This gives us a matrix with six cells. There’s one row for formalised knowledge and one row for craft skills. There’s one column for “plain English” front versions, plus a second column for “specialist English” front versions and a third column for back versions.

When we plot various types of publication on this matrix, it gives some useful insights.

publication types

This diagram looks complicated, but it’s actually quite simple if we go through it step by step.

Plain English front versions

On the left, we have the “plain English” front versions.

Some of these are completely accessible to non-specialists (e.g. newspaper articles). Some are quite specialist and deal with abstract knowledge, but are still intended for the general educated reader (e.g. popular science magazines). Some are quite specialist and focus on craft skills (e.g. specialist hobby magazines).

Academic language front versions

In the middle, we have the front versions that are written in specialist language. Specialist language ranges from fairly accessible to practically incomprehensible to non-specialists. Textbooks are usually on the “fairly accessible” side, whereas journal and conference articles are usually on the “practically incomprehensible” side.

I’ve included tutorial articles in this column, at the area of overlap between craft skills and formalised knowledge. Tutorial articles are invaluable if you’re trying to learn a new method to use in your research. They are what they sound like, namely articles that give you a tutorial on how to use a particular method. Although tutorial articles are invaluable, most students and new researchers have never heard of them.

I’ve also included specialist monographs in this column. These are similar to journal articles in that they’re intended for a readership of specialist researchers, but different from journal articles in that they’re a single publication. Usually, but not always, they’re a book. (For brevity, I won’t go into detail about the fine points of this.) Some are classic texts that every specialist in the relevant field will know well, and probably own; others will only ever be read by a handful of people (but might still be classic texts to that handful of people).

Academic language back versions

I’ve treated this column differently from the other two.
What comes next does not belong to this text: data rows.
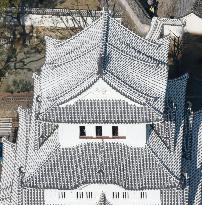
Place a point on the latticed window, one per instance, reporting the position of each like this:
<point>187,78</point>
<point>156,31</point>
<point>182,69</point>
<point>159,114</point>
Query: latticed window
<point>115,131</point>
<point>143,195</point>
<point>98,130</point>
<point>82,131</point>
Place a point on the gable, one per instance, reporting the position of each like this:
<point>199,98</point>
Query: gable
<point>101,91</point>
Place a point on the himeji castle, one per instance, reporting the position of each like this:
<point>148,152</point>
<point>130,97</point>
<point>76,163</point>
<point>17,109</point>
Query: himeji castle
<point>106,126</point>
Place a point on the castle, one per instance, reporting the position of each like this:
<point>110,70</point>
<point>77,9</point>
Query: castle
<point>106,126</point>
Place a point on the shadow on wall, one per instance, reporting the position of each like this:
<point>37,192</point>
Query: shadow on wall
<point>191,63</point>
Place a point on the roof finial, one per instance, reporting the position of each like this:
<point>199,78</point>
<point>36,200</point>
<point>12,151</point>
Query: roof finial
<point>104,4</point>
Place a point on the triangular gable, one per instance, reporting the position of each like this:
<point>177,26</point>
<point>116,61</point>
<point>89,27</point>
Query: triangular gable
<point>140,65</point>
<point>101,90</point>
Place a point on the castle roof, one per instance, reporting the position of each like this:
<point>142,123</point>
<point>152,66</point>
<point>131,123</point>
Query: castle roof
<point>186,7</point>
<point>134,66</point>
<point>109,163</point>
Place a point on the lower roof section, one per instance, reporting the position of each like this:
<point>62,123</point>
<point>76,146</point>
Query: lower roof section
<point>101,163</point>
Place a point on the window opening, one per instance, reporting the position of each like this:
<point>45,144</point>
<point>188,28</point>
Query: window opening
<point>82,131</point>
<point>98,130</point>
<point>115,131</point>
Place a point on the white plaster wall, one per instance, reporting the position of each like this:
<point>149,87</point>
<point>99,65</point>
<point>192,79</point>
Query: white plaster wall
<point>193,24</point>
<point>133,197</point>
<point>100,90</point>
<point>135,134</point>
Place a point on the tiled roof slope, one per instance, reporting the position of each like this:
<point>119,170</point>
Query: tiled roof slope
<point>185,7</point>
<point>106,49</point>
<point>109,163</point>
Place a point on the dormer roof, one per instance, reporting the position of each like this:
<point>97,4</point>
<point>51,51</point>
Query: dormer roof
<point>134,66</point>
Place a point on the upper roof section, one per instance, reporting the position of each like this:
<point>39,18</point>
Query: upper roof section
<point>134,66</point>
<point>185,7</point>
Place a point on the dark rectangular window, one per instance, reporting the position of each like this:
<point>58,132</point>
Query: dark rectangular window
<point>115,131</point>
<point>98,130</point>
<point>82,131</point>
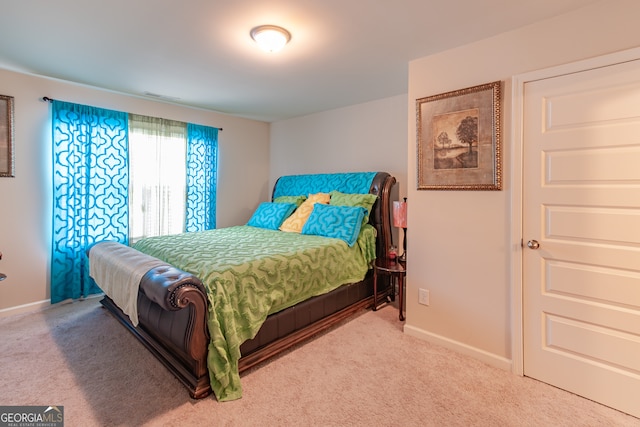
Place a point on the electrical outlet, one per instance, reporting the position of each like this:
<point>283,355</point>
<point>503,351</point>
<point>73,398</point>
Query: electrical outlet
<point>423,296</point>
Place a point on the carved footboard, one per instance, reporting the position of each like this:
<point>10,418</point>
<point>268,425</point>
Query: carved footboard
<point>172,313</point>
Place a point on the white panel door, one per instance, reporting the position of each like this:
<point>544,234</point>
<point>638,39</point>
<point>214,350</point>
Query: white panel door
<point>581,209</point>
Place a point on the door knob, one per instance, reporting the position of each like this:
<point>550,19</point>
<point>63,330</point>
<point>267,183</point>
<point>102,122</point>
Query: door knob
<point>533,244</point>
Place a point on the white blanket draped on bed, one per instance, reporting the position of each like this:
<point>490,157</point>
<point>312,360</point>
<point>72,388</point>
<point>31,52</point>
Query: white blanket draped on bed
<point>118,269</point>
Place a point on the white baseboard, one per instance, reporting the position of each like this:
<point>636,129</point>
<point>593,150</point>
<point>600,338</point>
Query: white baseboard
<point>484,356</point>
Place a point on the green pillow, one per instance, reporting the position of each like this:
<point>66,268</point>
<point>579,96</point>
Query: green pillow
<point>297,200</point>
<point>365,201</point>
<point>271,215</point>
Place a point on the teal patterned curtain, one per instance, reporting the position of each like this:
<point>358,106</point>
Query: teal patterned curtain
<point>202,164</point>
<point>90,191</point>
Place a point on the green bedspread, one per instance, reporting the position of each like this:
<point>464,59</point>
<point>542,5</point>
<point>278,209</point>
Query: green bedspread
<point>250,273</point>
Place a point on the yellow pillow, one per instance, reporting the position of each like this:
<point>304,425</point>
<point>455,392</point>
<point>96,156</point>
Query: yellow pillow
<point>296,221</point>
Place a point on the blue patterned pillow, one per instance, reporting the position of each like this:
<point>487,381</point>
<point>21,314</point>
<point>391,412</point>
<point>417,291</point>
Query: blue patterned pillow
<point>340,222</point>
<point>271,215</point>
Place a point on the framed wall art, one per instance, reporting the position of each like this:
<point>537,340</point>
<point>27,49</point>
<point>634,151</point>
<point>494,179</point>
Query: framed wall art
<point>459,139</point>
<point>6,136</point>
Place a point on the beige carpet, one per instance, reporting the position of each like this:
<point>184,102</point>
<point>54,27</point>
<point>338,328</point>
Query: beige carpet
<point>365,372</point>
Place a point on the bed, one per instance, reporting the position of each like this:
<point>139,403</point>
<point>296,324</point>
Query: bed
<point>208,326</point>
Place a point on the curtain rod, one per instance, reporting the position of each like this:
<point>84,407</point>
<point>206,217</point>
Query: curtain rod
<point>47,99</point>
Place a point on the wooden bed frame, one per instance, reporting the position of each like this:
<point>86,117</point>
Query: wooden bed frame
<point>172,311</point>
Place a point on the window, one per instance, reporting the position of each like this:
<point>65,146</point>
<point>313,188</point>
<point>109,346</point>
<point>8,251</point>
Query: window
<point>157,176</point>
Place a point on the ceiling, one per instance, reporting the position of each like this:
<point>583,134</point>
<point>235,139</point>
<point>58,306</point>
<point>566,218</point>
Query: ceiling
<point>199,52</point>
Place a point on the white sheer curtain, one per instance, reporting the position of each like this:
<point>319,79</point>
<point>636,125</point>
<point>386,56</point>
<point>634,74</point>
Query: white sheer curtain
<point>157,177</point>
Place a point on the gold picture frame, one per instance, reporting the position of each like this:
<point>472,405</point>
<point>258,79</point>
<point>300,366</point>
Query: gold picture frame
<point>6,137</point>
<point>459,139</point>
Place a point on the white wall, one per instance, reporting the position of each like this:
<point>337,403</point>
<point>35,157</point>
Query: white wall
<point>25,201</point>
<point>364,137</point>
<point>459,242</point>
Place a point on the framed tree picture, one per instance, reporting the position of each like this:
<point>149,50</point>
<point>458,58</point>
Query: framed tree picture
<point>459,139</point>
<point>6,136</point>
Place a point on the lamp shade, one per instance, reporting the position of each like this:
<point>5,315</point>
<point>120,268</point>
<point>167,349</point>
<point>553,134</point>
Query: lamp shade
<point>270,37</point>
<point>400,214</point>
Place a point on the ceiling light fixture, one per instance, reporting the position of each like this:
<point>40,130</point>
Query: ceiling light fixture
<point>270,37</point>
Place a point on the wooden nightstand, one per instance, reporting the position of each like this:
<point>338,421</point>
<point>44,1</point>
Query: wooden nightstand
<point>397,270</point>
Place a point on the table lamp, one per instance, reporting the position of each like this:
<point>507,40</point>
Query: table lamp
<point>400,221</point>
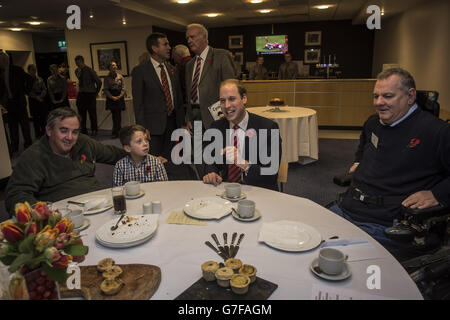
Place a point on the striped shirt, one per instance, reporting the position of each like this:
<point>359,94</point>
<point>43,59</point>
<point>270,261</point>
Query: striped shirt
<point>149,170</point>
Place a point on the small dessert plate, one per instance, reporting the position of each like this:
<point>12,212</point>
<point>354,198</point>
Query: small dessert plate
<point>256,216</point>
<point>331,277</point>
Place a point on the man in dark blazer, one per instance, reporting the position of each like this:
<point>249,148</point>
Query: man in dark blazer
<point>245,159</point>
<point>214,65</point>
<point>15,84</point>
<point>157,97</point>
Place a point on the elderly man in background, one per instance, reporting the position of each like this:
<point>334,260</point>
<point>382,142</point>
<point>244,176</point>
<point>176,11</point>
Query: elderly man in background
<point>60,165</point>
<point>204,73</point>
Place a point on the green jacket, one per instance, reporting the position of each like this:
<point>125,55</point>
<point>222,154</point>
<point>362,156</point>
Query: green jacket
<point>41,175</point>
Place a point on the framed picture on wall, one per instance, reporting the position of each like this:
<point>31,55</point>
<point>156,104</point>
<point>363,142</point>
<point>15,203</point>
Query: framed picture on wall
<point>312,56</point>
<point>239,57</point>
<point>103,53</point>
<point>236,42</point>
<point>313,38</point>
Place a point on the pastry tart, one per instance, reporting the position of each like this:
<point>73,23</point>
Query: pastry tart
<point>234,264</point>
<point>223,276</point>
<point>249,271</point>
<point>209,269</point>
<point>239,283</point>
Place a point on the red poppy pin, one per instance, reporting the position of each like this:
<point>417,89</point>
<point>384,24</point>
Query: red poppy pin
<point>414,142</point>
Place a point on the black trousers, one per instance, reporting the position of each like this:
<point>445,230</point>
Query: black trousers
<point>161,145</point>
<point>17,115</point>
<point>87,103</point>
<point>39,112</point>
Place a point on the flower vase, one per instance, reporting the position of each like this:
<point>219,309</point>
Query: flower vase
<point>40,286</point>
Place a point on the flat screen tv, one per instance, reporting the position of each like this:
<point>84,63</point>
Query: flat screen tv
<point>274,44</point>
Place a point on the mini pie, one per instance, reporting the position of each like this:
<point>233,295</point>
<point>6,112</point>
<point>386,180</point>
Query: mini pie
<point>239,283</point>
<point>209,269</point>
<point>249,271</point>
<point>105,264</point>
<point>111,287</point>
<point>223,276</point>
<point>112,273</point>
<point>234,264</point>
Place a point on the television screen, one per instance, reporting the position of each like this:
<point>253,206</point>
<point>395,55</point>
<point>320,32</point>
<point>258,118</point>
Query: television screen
<point>271,44</point>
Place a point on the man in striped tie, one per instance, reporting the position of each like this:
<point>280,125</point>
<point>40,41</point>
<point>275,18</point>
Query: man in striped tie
<point>157,97</point>
<point>245,159</point>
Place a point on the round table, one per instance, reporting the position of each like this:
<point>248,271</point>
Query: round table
<point>298,129</point>
<point>179,250</point>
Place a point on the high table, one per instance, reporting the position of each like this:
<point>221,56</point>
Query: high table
<point>104,118</point>
<point>298,130</point>
<point>179,250</point>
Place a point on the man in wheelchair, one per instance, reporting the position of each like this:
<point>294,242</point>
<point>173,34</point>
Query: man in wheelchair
<point>400,193</point>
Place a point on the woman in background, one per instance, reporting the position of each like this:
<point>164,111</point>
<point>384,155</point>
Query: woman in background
<point>114,88</point>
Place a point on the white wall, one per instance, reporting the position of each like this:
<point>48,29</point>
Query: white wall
<point>78,43</point>
<point>418,40</point>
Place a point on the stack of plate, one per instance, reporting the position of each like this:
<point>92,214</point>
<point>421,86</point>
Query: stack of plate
<point>132,231</point>
<point>208,208</point>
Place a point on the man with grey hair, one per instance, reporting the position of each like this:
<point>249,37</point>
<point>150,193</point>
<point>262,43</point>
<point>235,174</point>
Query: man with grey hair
<point>403,160</point>
<point>204,73</point>
<point>14,84</point>
<point>60,165</point>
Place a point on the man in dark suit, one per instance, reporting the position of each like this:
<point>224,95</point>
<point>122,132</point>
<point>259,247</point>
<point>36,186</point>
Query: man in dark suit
<point>204,73</point>
<point>247,158</point>
<point>15,84</point>
<point>157,97</point>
The types of publication I’ve cited are publications about the back version of research, rather than publications that are the back version of research. I’ve done this because most readers of this article will find those publications more useful and/or thought provoking than the others. (If you’re wondering about what would count as publications that are the back version of research, then examples include original field notes and personal notebooks, which are often legally required to be kept confidential.)

There’s been a quiet growth over recent decades in research into how research is actually conducted. The sociology of science and the history of science are both well-established research fields, and are usually involved in heated debates about assorted topics. Some of these debates are about highly formalised meta-knowledge; examples range from postmodernism to the debate between frequentist and probabilist models in statistics. Others go deep into the craft skills level, such as debates about the role of local interpreters and guides in what anthropologists get to hear from local people.

If you’re considering a career in research, or you’re a new researcher, it’s well worth dipping into these literatures; they give a useful grounding in the realities on which research is based, and on the questions that arise from those realities.

Concluding thoughts

Returning to the question at the beginning of this article, if you’re looking for references on a topic, then the answer to a “what would you recommend?” question is: “It depends”.

That might sound unhelpful, but it’s actually helping the person asking the question to refine their understanding, and to plan their reading more efficiently.

For instance, if you’re completely new to the concept of Likert scales, then the best place to start will be at the left of the diagram above, with plain English versions. The advice that I usually give students in this situation is to find a textbook that has a writing style they’re comfortable with, and that has a chapter on the topic. The reasoning behind this is that textbooks are usually a fairly trustworthy source for an overview, and that a chapter will usually be short and simple enough to be easily understandable; an entire textbook on Likert scales will probably drown the average reader in detail.

If you’re writing about previous good examples of using Likert scales, then you’ll want to track down some classic journal articles on the topic (I’ll be writing about how to do this in a separate article).

If you want some tips on the low-level practical issues involved in using Likert scales, then a tutorial article is a good place to start.

If you’re wanting to pick up some marks for showing a deeper critical understanding of the strengths and weaknesses of Likert scales, then you’ll need to go into the literature in the rightmost column, including the theoretical literature on research methods (e.g. issues involving psychophysics and measurement theory in relation to Likert scales) and the craft skills literature on research realities (e.g. whether some cultures believe that it’s polite to respond in a particular way to Likert scales).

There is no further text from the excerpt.